Sobran más palabras y reinterpretaciones. Sigo creyendo que es impecable en su contexto y aleccionador, hoy, para los timoratos mayores del Reino, que haberlos haylos. Como pasaba en mi niñez rediviva, antes de comenzar la proyección de películas en sesión continua y cuando se presentaban los tráiler de los próximos estrenos con una frase final rotunda: ¡próximamente en este salón!, lo expuesto anteriormente es sólo un extracto de una joya literaria que conviene leerla completa, con una recomendación añadida:¡Acomódense bien en sus butacas, porque la palabra admiración ha sido sustituida por intrepidésssssss!, que anunciaba por megafonía el director de pista del Circo que se montaba en la parcela que ocupa hoy en Madrid el Palacio de los Deportes, cuando actuaba aquella familia portuguesa, con sus motos voladoras, que daban vueltas y vueltas en el cilindro metálico, vertical, sorprendiéndonos en nuestras almas de niñas y niños en el Madrid antiguo.

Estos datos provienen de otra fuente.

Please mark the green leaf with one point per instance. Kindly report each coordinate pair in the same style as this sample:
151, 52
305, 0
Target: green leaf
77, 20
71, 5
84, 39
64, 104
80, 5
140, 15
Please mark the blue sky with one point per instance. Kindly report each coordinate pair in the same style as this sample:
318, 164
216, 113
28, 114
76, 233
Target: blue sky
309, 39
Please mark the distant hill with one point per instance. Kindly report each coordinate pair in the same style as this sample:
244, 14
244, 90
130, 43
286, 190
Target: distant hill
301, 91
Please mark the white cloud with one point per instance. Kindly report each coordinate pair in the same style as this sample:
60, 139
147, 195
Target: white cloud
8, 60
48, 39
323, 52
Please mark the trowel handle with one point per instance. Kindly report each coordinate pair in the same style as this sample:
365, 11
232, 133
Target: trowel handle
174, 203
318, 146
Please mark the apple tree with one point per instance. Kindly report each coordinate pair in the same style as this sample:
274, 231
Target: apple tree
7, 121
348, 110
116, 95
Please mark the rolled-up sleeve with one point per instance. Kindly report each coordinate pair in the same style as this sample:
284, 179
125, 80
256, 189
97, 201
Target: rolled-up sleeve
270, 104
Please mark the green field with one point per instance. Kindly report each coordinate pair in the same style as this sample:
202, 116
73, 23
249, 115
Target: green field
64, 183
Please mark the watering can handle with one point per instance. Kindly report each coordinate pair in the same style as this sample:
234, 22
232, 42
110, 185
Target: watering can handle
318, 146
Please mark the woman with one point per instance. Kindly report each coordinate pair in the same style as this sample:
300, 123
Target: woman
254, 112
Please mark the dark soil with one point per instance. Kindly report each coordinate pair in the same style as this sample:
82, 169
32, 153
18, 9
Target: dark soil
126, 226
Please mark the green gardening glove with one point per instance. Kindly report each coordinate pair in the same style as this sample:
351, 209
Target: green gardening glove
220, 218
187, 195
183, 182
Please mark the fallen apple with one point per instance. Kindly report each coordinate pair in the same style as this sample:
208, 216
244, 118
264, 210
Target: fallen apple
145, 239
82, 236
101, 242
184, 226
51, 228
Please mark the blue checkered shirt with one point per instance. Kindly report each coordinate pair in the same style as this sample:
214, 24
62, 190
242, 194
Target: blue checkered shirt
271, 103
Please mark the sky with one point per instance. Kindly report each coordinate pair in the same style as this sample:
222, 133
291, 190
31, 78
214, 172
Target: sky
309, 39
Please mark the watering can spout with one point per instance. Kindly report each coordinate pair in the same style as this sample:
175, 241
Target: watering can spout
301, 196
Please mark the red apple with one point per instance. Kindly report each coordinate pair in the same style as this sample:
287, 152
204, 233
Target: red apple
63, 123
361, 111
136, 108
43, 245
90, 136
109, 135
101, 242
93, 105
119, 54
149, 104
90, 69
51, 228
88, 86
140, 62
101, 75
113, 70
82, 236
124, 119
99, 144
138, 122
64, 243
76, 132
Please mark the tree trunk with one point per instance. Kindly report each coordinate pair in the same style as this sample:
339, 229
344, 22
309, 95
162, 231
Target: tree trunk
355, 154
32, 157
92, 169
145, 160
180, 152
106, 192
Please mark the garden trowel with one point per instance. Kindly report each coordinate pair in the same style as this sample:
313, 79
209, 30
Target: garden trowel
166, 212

Cuando he finalizado, de nuevo, la lectura de este libro y de determinados pasajes del mismo, me he ido a mi “ambigú” particular al igual que hacía cuando asistía a la sesión continua del cine Tívoli, en Madrid, porque ya sabía que la mejor película de vida ciudadana es la que estaba por venir. Perdón: por poner, por echar. Por vivir. Apasionadamente, con los visos de aquella educación de los años cincuenta, diferente, como ciudadano bajito (sin la locura atribuida por Serrat a los niños de aquellas épocas…) por mis pocos años de difícil existencia. Ahora sí que se puede afirmar algo muy vinculado con los títulos de crédito del cine de mi infancia: no es una película lo expuesto sobre la mala educación, porque -en este caso- cualquier parecido con la realidad no es pura coincidencia. Es lo que hay, por mucho que nos cueste reconocerlo. Hoy por hoy y siguiendo la recomendación del autor de La educación del ciudadano, sigo buscando «cromos» actualizados de un necesario álbum cívico del siglo XXI, año 2025, para incorporarlos a este cuaderno digital.
(1) Jacobs, Jane), Muerte y vida en las grandes ciudades americanas, Nueva York: Vintage, 1961, pág. 50.
(2) Palau Vera, J. (1918). La educación del ciudadano. Barcelona: S.A.I.G. Seix&Barral Herms. Editores (edición facsímil publicada por RBA Coleccionables, 2007).